All I could do was nod.
“Well, sometimes people fall out of love with each other.” Her eyes settled on Dad. “I still love your father, but I am no longer IN love with him.”
What the heck was that supposed to mean? What a stupid thing to say. I looked at her, then at my dad, where he was examining his fingernails. I wanted to ask what all this meant, but I couldn’t find any words.
“We’re getting a divorce, darling,” Mom said, her voice shaking, making it sound staccato, like our music teacher taught us last week. “I’m going away for a while. We think it would be best if you stayed with your father. I’m going to be traveling around for a while and you’re just getting settled in your new school. We think it is best this way. You can join me when school gets out in the spring, if you want. ”
Best for whom? I pulled my hands from hers. Divorce? When my friend Tammy’s parents got a divorce, she said there was a lot of yelling and throwing things. Her Mom even scratched big streaks down her father’s face. I saw them when he picked us up after school. Mom said it wasn’t polite to bring it up so I pretended I didn’t see. Mom and Dad never fought, and I couldn’t imagine anyone ever hitting him. Moms don’t just decide to walk away. Where was she going? Why didn’t she want to take me?
“What about Angel?”
Mom looked down at her hands. “She’s too little to live with your Dad. I’m taking her with me.”
Whoa! Where was she going?

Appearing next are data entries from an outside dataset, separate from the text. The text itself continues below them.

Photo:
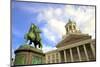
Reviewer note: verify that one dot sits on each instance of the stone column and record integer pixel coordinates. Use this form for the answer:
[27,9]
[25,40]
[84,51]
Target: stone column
[78,53]
[71,55]
[51,58]
[55,58]
[86,53]
[65,56]
[93,49]
[59,56]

Mom was leaving and taking my little sister, but she didn’t want me? I thought she loved me. What about all those times we spent together painting, and those long talks we used to have? Why was I the one being left behind? I had to get out of there. I couldn’t look at her anymore. I picked up the envelope with the report card from the floor and tossed it at her. “Here, just in case you are interested. Straight A’s. Happy Travels.”
I burst into tears and ran from the room.
In my room, I collapsed on the bed, pulling Bugsy, my favorite stuffed bunny close to my chest. This couldn’t be happening. What did I do to make her want to leave, without me? What would we do if it was just Dad and me? Dad didn’t know anything about taking care of kids, or a house. I’ve never seen him even heat soup in the microwave. Mom did everything. We’d starve to death. And who was going to paint with me? Who was going to help me with my homework when Dad was at work? Would I stay home all alone when he was deployed again? She can’t take Angel away from me. Yea, sometimes Angel was a pain, getting into all my stuff and wanting to hang with me and my friends all the time, but she was kind of cute.